Charles Luis Castro

9 jan, 2021

Séries

Com um protagonista carismático e uma trama envolvente, Lupin é bastante divertida

Obras com temáticas de assalto caem facilmente nas graças do público. Bastar tomar como exemplo o estrondoso sucesso de La Casa de Papel, um dos produtos mais celebrados da cultura pop nos últimos anos. Entre alguns fatores que podem explicar esse movimento, estão os planos elaborados, os personagens cativantes, os momentos de ação. Uma combinação praticamente infalível e interminável. Portanto, não é surpresa nenhuma que Lupin seja tão envolvente. A nova série original da Netflix bebe dessa fonte e ainda encontra espaço para inserir novos elementos.

Baseada no clássico personagem Arsène Lupin, criado pelo escritor francês Maurice Leblanc, a trama acompanha Assane Diop (Omar Sy) que busca vingança contra uma tradicional família francesa que anos atrás causou uma enorme tragédia em sua vida. Tendo em mãos os livros do Ladrão de Casaca, Diop aprende seus métodos para cometer crimes e assim alcançar seu principal objetivo. Em seus cinco primeiros episódios, a produção entrega uma enérgica mistura de Sherlock Holmes, Onze Homens e Um Segredo, Truque de Mestre e tantos outros.

Os roteiros não entregam todas as respostas logo de cara, mas estabelecem um curioso e atrativo caminho para o público. Com uma emaranhada teia de conexões, todas as peças são postas no tabuleiro até que o panorama geral fique claro. A utilização de flashbacks é crucial para contextualizar as ações de Diop assim como para situar o espectador em sua conturbada vida. Logo, quando finalmente entendemos quem o protagonista realmente é, a sensação de recompensa é bastante palpável.

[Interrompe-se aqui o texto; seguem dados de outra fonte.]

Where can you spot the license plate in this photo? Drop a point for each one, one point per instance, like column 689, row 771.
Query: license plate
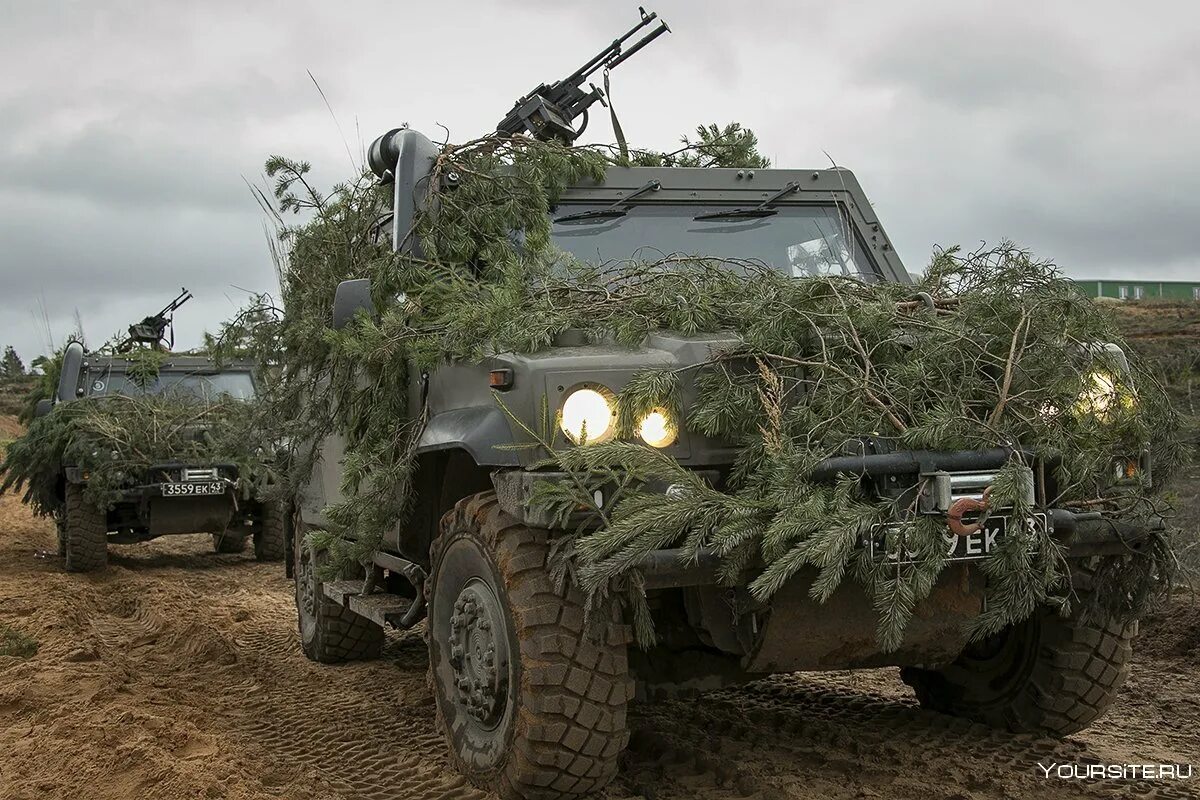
column 971, row 547
column 193, row 488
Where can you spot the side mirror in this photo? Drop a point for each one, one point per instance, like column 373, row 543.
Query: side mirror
column 72, row 367
column 351, row 298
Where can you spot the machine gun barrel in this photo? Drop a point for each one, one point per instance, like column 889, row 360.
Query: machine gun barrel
column 549, row 112
column 184, row 296
column 601, row 59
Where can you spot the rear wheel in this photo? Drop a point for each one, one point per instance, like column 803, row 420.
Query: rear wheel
column 1049, row 674
column 329, row 633
column 84, row 533
column 270, row 536
column 531, row 701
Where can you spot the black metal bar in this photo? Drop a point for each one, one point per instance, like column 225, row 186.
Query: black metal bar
column 671, row 569
column 912, row 461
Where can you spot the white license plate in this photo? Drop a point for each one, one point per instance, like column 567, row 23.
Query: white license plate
column 193, row 488
column 958, row 548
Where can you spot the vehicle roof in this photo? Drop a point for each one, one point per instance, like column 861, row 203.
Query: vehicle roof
column 172, row 362
column 749, row 187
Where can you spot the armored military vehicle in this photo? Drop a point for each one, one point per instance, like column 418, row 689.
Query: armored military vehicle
column 175, row 497
column 532, row 703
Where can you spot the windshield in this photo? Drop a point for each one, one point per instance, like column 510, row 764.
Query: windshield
column 204, row 386
column 801, row 240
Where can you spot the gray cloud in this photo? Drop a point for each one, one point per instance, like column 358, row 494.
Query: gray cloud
column 126, row 128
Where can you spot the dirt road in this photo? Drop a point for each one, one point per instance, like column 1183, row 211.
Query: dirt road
column 177, row 674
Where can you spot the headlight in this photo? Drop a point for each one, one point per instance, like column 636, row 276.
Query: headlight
column 657, row 428
column 589, row 413
column 1102, row 396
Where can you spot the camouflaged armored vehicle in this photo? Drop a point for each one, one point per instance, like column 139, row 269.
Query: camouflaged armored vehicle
column 173, row 497
column 532, row 704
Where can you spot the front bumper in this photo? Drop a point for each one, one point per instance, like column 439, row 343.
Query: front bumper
column 1084, row 534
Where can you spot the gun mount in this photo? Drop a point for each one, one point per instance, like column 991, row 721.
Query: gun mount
column 153, row 330
column 549, row 112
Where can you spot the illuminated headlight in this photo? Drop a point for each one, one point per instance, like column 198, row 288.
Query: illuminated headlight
column 1102, row 396
column 589, row 415
column 657, row 428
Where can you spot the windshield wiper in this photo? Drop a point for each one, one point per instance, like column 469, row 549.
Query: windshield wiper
column 765, row 209
column 617, row 209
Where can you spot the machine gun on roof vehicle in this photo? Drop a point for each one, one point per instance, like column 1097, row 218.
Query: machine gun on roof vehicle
column 549, row 112
column 153, row 330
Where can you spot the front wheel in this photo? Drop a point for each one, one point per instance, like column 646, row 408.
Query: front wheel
column 1049, row 674
column 531, row 701
column 329, row 633
column 84, row 533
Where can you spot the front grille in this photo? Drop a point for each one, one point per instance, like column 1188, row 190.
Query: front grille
column 201, row 474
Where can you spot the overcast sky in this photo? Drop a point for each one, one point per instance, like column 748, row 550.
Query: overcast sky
column 129, row 128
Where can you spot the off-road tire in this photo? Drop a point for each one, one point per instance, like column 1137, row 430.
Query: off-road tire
column 231, row 541
column 84, row 533
column 564, row 702
column 329, row 633
column 270, row 536
column 1050, row 674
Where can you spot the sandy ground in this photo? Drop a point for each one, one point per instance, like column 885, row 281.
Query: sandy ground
column 177, row 674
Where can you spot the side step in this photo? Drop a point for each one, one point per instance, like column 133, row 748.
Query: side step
column 381, row 607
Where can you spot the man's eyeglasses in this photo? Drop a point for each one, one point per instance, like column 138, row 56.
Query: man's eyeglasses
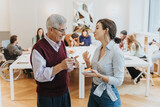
column 60, row 30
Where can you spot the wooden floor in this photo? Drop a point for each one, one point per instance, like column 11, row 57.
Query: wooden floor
column 25, row 93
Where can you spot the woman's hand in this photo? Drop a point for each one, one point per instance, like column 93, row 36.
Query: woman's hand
column 93, row 73
column 76, row 64
column 86, row 56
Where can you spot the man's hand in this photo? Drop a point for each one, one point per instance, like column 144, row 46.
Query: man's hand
column 67, row 63
column 86, row 56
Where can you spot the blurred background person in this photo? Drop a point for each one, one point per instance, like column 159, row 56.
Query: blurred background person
column 40, row 35
column 71, row 40
column 123, row 45
column 85, row 38
column 156, row 54
column 134, row 49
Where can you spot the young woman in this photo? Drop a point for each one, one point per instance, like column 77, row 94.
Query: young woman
column 40, row 35
column 134, row 49
column 107, row 67
column 85, row 38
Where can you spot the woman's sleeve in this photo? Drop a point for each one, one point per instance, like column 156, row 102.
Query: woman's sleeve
column 118, row 70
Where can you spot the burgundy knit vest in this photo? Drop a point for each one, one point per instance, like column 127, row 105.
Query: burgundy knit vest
column 59, row 85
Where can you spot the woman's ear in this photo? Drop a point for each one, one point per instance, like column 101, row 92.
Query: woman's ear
column 107, row 29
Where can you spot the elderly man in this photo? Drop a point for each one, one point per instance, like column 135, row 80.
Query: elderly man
column 50, row 64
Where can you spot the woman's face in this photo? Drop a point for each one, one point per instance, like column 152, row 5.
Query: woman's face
column 99, row 32
column 40, row 32
column 84, row 33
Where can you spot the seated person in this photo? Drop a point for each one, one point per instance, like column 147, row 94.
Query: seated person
column 134, row 49
column 71, row 40
column 85, row 38
column 13, row 49
column 40, row 35
column 156, row 54
column 123, row 45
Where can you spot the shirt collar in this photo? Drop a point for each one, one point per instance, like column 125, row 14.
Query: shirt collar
column 53, row 44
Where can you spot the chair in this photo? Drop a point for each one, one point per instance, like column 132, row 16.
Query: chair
column 156, row 68
column 144, row 72
column 4, row 66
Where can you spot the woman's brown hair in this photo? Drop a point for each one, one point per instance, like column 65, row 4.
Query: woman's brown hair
column 131, row 39
column 107, row 23
column 85, row 30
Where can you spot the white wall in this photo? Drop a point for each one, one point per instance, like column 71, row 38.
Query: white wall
column 138, row 15
column 115, row 10
column 4, row 15
column 23, row 20
column 26, row 16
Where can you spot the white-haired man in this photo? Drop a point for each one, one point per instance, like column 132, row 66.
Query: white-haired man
column 50, row 64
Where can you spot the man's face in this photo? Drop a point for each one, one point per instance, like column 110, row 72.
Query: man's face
column 58, row 33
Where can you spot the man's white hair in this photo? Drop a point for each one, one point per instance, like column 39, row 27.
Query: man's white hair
column 55, row 20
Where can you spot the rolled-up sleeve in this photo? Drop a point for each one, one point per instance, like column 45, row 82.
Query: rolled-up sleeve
column 118, row 70
column 41, row 72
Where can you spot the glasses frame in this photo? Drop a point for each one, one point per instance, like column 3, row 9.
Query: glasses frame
column 60, row 30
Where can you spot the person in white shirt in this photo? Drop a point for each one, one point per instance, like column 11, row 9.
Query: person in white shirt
column 122, row 44
column 107, row 67
column 134, row 49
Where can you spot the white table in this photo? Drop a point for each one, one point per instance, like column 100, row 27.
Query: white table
column 23, row 62
column 133, row 62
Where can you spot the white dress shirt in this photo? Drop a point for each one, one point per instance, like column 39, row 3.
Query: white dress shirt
column 112, row 65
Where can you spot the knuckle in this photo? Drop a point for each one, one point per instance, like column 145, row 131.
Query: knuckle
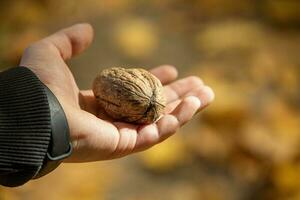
column 196, row 81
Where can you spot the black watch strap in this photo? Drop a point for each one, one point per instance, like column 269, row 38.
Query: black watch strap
column 60, row 146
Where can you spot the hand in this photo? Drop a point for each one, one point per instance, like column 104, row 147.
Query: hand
column 94, row 138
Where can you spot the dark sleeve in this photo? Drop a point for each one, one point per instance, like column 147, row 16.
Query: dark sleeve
column 34, row 134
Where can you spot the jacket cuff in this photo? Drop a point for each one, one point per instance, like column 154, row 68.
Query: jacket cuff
column 27, row 129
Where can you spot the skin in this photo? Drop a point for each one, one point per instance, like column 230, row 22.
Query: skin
column 93, row 135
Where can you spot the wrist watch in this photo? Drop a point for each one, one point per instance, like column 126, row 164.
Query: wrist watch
column 34, row 132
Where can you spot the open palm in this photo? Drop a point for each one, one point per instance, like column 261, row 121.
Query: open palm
column 94, row 136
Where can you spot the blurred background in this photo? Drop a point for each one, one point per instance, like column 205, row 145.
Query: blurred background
column 246, row 145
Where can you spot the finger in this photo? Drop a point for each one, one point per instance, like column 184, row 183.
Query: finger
column 127, row 138
column 88, row 101
column 71, row 41
column 205, row 94
column 154, row 133
column 165, row 73
column 178, row 89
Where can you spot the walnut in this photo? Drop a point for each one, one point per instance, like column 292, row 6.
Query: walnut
column 130, row 95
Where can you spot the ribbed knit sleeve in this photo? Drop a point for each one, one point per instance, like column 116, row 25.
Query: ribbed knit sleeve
column 25, row 126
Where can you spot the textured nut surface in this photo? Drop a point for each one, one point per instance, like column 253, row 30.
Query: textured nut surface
column 130, row 95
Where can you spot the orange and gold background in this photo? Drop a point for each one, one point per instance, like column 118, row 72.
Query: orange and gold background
column 246, row 145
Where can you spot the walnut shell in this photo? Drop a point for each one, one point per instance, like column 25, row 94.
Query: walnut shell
column 130, row 95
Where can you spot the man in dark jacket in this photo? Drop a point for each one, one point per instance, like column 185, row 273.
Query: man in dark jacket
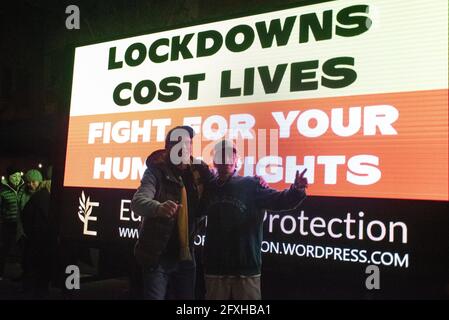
column 40, row 242
column 11, row 191
column 168, row 200
column 234, row 206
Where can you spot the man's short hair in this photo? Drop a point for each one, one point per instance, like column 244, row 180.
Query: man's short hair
column 177, row 132
column 225, row 144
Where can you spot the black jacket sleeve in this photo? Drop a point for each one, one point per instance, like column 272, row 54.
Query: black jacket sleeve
column 143, row 203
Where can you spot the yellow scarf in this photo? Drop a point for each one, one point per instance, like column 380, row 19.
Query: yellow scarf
column 183, row 227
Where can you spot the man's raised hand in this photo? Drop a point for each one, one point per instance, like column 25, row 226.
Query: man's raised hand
column 300, row 181
column 167, row 209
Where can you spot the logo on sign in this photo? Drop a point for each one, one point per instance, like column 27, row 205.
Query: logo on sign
column 85, row 213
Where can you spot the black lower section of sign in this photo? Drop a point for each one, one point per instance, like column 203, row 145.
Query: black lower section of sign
column 319, row 251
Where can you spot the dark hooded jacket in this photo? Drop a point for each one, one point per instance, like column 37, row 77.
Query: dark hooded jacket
column 158, row 236
column 10, row 201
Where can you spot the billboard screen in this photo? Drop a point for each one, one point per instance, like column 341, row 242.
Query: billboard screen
column 356, row 92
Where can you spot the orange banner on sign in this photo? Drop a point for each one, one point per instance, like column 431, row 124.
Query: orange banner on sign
column 392, row 145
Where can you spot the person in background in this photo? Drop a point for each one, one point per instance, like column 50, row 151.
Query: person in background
column 235, row 206
column 40, row 242
column 11, row 191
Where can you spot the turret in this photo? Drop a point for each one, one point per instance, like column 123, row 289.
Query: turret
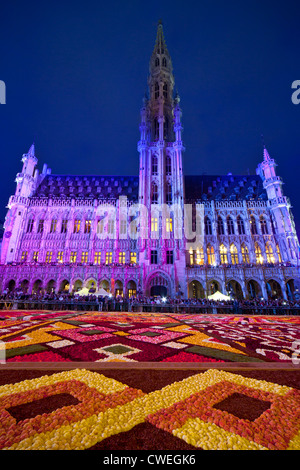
column 281, row 216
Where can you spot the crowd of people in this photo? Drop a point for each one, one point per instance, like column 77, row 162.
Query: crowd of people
column 67, row 300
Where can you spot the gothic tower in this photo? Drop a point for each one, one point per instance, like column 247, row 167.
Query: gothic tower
column 161, row 188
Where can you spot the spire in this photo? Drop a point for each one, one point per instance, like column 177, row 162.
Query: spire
column 160, row 43
column 31, row 151
column 266, row 153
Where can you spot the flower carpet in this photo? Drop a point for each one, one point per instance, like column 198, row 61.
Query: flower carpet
column 81, row 409
column 34, row 336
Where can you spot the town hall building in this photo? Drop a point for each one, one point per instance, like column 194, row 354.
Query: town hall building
column 159, row 232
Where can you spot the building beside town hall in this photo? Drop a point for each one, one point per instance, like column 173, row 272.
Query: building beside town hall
column 126, row 234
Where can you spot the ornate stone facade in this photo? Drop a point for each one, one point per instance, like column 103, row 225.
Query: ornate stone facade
column 159, row 233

Ainda que a primeira parte da temporada seja focada em um grande roubo, Lupin pincela outras histórias do personagem literário. Como pequenas referências que acrescentam um dinamismo aos episódios sem comprometer o desenvolvimento da trama principal. Outro elemento interessante consiste na decisão de fazer do protagonista um fã de Arsène Lupin e não o próprio criminoso transportado das páginas para a tela. Esse toque de realidade, na medida do possível, não exige muito da suspensão de descrença do espectador. Além de acrescentar certa fragilidade a Diop.

Ao ambientarem Lupin nos tempos modernos, os criadores George Kay e François Uzan abrem espaço para tratar de temas importantes. Muito além dos disfarces, Diop utiliza do racismo como principal elemento furtivo. A sociedade o vê, mas não o enxerga por completo. Não faltam exemplos ao longo dos episódios, retratos de cenas que infelizmente se repetem diariamente ao redor do mundo. Omar Sy desempenha muito bem esse papel, até utilizando do preconceito como uma arma nos momentos de necessidade.

Por falar no ator, parece que ele nasceu para interpretar o ladrão cavalheiro. Sua altura e força intimidam no primeiro olhar, mas o toque suave e gentil de Omar quebram essa primeira impressão. Os protagonistas de histórias desse tipo geralmente são cínicos, mas aqui é justamente o oposto. Sua inteligência e a fala macia cativam as vítimas e até mesmo o espectador. É bastante divertido acompanhar suas engenhosidades na hora de executar os planos.

Infelizmente, a série não tem o mesmo trato com os demais personagens que acabam ofuscados e sem muito o que dizer. E o principal vilão da trama, apesar de odiável, não possui muitas camadas além do homem rico e sem escrúpulos. No contexto geral, Lupin é uma série bastante instigante e divertida. Inteligente, sem parecer presunçosa, e que trabalha bem com os clichês da temática. 2021 começa de uma forma interessante.